When he opened the door, all fifty of the owls took off at once. In the neon light of the corridor he could see that she had been crying. Her face was red and swollen, but to Lavi she looked like a wonderful grapefruit. Avishai Milner’s phone was in her hands. There was something in the way she stood that made Lavi hesitate.
“A bunch of nothings!” Arieh Maimon shouted, pressing the remote with a strong hand, and the news analysts on one channel were instantly replaced by news analysts on another. Like their predecessors, these too spoke with total confidence, and Lavi tried to adopt some of that confidence for himself as he took her hand and said, “Come in!”
He pulled her to his room, skipping over the formal introduction – Dad, this is Nofar. Nofar, this is my dad – perhaps because he didn’t exactly know how to introduce her, what she was for him, what he was for her. Dad, this is Nofar. She was the reason I stole a bag from someone in the middle of the street, I would have killed him if she’d asked me to. She’s the reason I screwed up on the maths exam, because I multiplied everything by her. But I can tell you exactly where every freckle on her face is located, and that’s just as important as solving an equation with two unknowns. And I can tell you that the thing she’s doing with her hands, running them through her hair and then pulling it out, is something she’s never done before.

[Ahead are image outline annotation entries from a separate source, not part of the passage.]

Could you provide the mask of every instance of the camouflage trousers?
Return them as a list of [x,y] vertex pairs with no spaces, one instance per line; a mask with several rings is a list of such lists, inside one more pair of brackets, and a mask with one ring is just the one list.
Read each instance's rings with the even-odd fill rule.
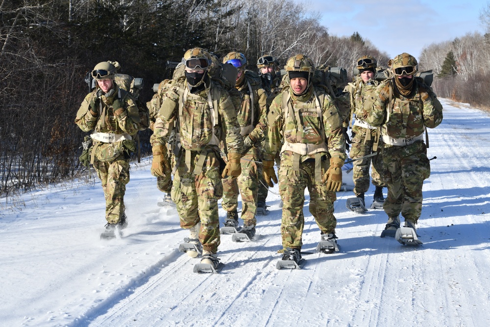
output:
[[[352,139],[349,155],[352,159],[357,159],[374,151],[372,150],[375,142],[377,129],[369,129],[359,127],[356,135]],[[366,139],[366,135],[368,135]],[[385,186],[381,180],[378,172],[383,169],[382,155],[379,152],[374,157],[365,158],[362,160],[354,161],[354,169],[352,171],[352,178],[354,179],[354,194],[356,196],[365,193],[369,189],[369,169],[371,166],[371,177],[372,184],[375,186]]]
[[232,211],[238,206],[238,194],[242,196],[242,219],[246,226],[257,224],[255,211],[259,189],[259,176],[262,175],[262,167],[254,162],[259,160],[258,150],[251,149],[242,157],[240,164],[242,174],[238,177],[223,178],[223,201],[221,205],[227,211]]
[[389,217],[401,213],[405,220],[416,224],[422,212],[422,187],[430,176],[430,163],[423,142],[404,147],[384,145],[383,179],[388,196],[383,208]]
[[[334,216],[334,192],[326,190],[325,183],[315,178],[315,161],[299,164],[299,170],[293,168],[293,155],[289,151],[282,153],[281,170],[279,171],[279,192],[284,204],[281,223],[281,236],[284,249],[301,249],[304,226],[303,207],[305,189],[310,193],[310,213],[313,216],[320,231],[324,233],[335,231],[337,220]],[[321,162],[322,176],[328,169],[328,160]]]
[[124,195],[126,184],[129,182],[129,161],[122,157],[110,162],[96,159],[94,168],[104,190],[105,219],[108,223],[117,224],[124,212]]
[[193,151],[188,169],[185,153],[173,178],[171,196],[180,219],[180,226],[189,229],[201,222],[199,240],[203,248],[213,253],[220,245],[218,201],[223,195],[220,161],[216,154],[208,153],[202,171],[195,173],[199,152]]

As Lavi was still pulling Nofar to his room, Arieh Maimon turned to look at the girl. What could he say, she was definitely cute. Plump and pleasant. A bit swollen from crying, but the Lieutenant-Colonel had already seen enough crying clerks in the army to know that he had to subtract the miserable expression on their faces from the final calculation. The door closed and Arieh Maimon turned back to the analysts on the screen. To their utter surprise, he winked affectionately at them.
On the other side of the door, the girl and the boy were face to face. Where were you, in the park, what were you doing in the park, running away, so why did you come back, to show you his phone, look at the pictures, and you’re saying that this changes things, I’m not saying anything, but I hoped you’d say something, what should I say, tell me to stop, stop, you’ll pull out all your hair, I’m not talking about my hair.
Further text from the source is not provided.